I know how SIMD works logically. Im talking about the physical implementation. And there you have a few boundary conditions. The important one in this context is that you don't want to build four huge 64kB register banks which are far away from the individual ALUs. Instead you split them up and place them very close to the ALUs. This pays back twofold: it reduces the access latency and saves power. As no SIMD lane can see the registers of other lanes anyway, there is no point to have register files shared. It's simpler, faster and even more power efficient.
And it actually enables some trick a single register file couldn't do easily. Each SIMD lane can add an offset to the index into the register file so each lane can in fact address a different register with the single instruction shared by all lanes (look it up in the ISA manual under "relative adressing" with the offset given in the AR register set by the MOVA_* instruction). Afaik, GCN got rid of this messy stuff.
I know all the ISA manuals from R600, R700, Evergreen, HD6900, and Southern Islands (that's how AMD called the GPUs in the manuals).
The register adressing is really awful for the VLIW architectures. But anyway:
Let's forget a moment that each lane has to work on a 4 new elements every 4 cycles. Then there is the task of reading up to 12 operands over 3 cycles (some bank swizzling encoded in the instruction takes care of the distribution to the VLIW slots, we don't talk about that here, it's another mess; we neither consider the constants or literals, they don't come from the reg file, nor about the PS and PV "pipeline registers" which serve as some compiler directed data forwarding because the results of the previous instruction are not yet written back to the reg file).
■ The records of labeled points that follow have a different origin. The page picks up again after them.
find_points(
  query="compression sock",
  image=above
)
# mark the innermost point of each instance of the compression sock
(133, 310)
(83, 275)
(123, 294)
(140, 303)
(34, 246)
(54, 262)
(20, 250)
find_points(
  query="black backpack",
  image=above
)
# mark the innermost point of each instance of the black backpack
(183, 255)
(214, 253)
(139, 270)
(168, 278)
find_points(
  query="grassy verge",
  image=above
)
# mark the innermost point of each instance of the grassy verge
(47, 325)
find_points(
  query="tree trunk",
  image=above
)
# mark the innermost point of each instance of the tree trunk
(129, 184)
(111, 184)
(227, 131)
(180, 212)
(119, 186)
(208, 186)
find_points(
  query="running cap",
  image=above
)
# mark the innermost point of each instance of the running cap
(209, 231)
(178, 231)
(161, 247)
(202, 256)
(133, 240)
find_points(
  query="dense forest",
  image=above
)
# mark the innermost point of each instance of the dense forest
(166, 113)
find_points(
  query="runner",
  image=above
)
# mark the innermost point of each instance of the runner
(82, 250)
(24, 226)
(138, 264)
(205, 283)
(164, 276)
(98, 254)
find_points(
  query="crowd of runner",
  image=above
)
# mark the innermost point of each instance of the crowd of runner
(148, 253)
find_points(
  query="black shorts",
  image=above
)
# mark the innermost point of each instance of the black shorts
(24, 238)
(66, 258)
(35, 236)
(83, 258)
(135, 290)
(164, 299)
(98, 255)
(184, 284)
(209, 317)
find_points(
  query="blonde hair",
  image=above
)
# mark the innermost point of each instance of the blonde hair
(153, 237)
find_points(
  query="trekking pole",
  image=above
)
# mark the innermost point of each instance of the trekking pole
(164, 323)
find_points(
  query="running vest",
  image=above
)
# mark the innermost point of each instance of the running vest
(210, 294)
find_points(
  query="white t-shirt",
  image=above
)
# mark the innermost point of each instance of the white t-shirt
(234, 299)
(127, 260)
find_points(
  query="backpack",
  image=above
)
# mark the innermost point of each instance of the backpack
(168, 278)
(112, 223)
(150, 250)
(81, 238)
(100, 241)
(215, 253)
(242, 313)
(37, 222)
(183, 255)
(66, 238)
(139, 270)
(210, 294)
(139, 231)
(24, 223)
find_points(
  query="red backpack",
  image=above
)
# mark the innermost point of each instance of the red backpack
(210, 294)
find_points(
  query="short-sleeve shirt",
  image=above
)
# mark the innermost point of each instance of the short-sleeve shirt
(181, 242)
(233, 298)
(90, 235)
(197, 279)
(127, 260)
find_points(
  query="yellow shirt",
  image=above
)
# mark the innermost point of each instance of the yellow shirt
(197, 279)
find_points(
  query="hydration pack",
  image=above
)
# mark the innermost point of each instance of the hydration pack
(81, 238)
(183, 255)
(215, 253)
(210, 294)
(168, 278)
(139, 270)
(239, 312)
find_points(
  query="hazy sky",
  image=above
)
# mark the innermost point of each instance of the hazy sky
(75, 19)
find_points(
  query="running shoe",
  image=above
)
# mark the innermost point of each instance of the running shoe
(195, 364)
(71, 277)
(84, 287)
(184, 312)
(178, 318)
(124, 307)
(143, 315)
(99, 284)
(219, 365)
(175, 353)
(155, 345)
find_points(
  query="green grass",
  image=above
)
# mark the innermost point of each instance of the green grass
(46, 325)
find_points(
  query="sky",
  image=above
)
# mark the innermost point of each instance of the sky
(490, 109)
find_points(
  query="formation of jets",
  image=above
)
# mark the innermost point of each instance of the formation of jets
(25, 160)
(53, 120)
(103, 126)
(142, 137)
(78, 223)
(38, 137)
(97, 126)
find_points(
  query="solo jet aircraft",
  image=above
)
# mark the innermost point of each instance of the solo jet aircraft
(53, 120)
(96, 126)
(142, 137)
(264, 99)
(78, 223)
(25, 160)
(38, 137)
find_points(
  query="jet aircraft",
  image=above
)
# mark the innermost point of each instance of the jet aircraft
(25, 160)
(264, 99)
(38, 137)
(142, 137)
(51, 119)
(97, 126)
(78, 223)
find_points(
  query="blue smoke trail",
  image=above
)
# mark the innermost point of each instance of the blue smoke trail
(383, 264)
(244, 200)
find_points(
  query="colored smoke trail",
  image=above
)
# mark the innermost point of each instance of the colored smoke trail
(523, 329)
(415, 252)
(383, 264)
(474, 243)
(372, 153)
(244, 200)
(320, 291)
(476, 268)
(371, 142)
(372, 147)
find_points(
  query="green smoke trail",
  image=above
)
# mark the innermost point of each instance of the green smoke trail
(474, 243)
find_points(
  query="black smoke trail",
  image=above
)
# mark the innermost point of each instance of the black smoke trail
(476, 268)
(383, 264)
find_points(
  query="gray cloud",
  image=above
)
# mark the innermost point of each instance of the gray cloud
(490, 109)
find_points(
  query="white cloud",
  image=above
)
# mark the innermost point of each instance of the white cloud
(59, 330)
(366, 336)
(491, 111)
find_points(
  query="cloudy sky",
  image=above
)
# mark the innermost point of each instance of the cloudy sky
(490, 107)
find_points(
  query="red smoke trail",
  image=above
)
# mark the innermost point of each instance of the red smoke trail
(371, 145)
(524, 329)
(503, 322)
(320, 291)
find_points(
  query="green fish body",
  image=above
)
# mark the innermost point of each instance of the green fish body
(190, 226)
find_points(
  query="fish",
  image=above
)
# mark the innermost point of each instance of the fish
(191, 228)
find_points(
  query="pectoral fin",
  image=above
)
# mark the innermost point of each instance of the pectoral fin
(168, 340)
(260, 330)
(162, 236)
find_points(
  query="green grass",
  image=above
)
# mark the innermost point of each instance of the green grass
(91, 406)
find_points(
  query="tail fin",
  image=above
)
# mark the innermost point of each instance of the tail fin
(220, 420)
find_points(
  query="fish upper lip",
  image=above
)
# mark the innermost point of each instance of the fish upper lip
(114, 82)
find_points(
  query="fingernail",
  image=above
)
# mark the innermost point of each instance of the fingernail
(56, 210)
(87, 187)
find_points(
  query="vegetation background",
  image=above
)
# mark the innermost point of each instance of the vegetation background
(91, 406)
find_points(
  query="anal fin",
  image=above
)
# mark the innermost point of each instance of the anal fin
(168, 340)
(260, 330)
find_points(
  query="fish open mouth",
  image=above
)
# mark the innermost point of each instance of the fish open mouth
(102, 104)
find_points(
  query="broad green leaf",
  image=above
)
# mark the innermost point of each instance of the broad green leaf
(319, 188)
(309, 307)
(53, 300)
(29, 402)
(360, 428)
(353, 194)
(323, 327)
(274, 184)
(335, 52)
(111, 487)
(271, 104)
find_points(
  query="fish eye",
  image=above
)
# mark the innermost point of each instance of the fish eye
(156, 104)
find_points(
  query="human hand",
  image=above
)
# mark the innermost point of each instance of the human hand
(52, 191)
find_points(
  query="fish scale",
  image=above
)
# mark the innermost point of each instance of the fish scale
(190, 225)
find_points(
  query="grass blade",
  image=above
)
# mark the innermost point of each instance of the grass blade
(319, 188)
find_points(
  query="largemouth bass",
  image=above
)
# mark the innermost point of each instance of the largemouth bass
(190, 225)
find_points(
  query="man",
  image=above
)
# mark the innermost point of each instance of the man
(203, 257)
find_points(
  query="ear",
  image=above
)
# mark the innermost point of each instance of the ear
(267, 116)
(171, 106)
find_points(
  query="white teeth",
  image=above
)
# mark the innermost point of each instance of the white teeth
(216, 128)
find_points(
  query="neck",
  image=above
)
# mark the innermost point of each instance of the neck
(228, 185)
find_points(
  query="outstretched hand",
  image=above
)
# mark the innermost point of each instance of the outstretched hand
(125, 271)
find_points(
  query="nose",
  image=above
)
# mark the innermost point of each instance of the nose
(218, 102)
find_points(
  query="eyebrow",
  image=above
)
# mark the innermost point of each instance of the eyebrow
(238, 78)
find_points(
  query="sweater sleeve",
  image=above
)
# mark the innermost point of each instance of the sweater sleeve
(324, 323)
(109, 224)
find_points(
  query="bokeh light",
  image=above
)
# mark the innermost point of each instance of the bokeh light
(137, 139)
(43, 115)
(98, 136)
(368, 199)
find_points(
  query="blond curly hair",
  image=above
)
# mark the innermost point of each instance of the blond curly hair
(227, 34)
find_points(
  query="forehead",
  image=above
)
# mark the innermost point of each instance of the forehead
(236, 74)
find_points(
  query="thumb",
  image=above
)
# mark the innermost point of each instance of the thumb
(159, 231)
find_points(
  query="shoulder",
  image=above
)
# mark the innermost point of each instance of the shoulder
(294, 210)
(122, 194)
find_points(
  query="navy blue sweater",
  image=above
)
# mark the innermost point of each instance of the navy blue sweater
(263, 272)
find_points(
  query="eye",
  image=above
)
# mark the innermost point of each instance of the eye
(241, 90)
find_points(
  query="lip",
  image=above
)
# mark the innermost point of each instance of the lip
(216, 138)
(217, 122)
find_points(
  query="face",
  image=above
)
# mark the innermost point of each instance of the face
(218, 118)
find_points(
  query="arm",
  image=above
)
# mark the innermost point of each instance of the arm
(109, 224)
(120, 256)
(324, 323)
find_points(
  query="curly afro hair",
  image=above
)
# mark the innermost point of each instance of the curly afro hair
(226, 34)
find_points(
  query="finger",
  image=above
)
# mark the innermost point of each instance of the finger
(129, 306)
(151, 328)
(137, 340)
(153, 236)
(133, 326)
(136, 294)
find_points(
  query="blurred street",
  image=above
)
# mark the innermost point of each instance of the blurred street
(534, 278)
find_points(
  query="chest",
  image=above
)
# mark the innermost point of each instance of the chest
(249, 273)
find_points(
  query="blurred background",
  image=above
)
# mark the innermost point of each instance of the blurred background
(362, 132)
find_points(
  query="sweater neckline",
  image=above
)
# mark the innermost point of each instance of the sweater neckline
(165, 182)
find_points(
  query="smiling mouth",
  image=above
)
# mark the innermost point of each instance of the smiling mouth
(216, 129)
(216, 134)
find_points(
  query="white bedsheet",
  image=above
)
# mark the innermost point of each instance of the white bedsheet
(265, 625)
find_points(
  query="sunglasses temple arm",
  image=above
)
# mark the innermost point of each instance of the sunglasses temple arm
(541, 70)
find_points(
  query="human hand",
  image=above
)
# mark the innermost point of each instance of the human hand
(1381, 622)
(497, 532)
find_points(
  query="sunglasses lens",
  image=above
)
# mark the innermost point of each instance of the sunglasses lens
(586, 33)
For that you clearly need 4 banks. Those banks are not only physically separate, but already logically in the ISA. The remaining 4th cycle is used to write back the four results of the previous instruction by the way. So everything could be used up.
But now we come back to the fact, that each SIMD lane actually executes 4 elements of the wavefront over four cycles in a pipelined fashion. That would mean during the first cycle one reads four 32bit values from the 4 banks for the first element. In the next cycle one has to read both, the next four operands for the first element as well as the first four operands for the second element. And so on. In the end this results one has to constantly read 12 values per cycle and also write 4 values per cycle. That needs basically 4 banks with 4 ports (3 read, one write; fetching data is done in seperate clauses and may steal the necessary cycles when changing clauses).
But one could have the idea, that one simply fetches and writes 128bit values (4x32bit) for all 4 elements processed in that lane together and everything would be fine. The relative adressing of GPRs would destroy this as the 4 elements can access different GPRs. But I strongly suspect that it uses the same mechanism as when one uses a GPR indexed access of constants called waterfalling (it basically serializes the 4 elements in each lane; not as bad as serializing all 64 elements in a wavefront for a GPR indexed constant file access). I really doubt they implemented 4 times the register ports/banks just for this basically never used feature. As I mentioned, GCN dropped support for this (and I guess nobody will notice).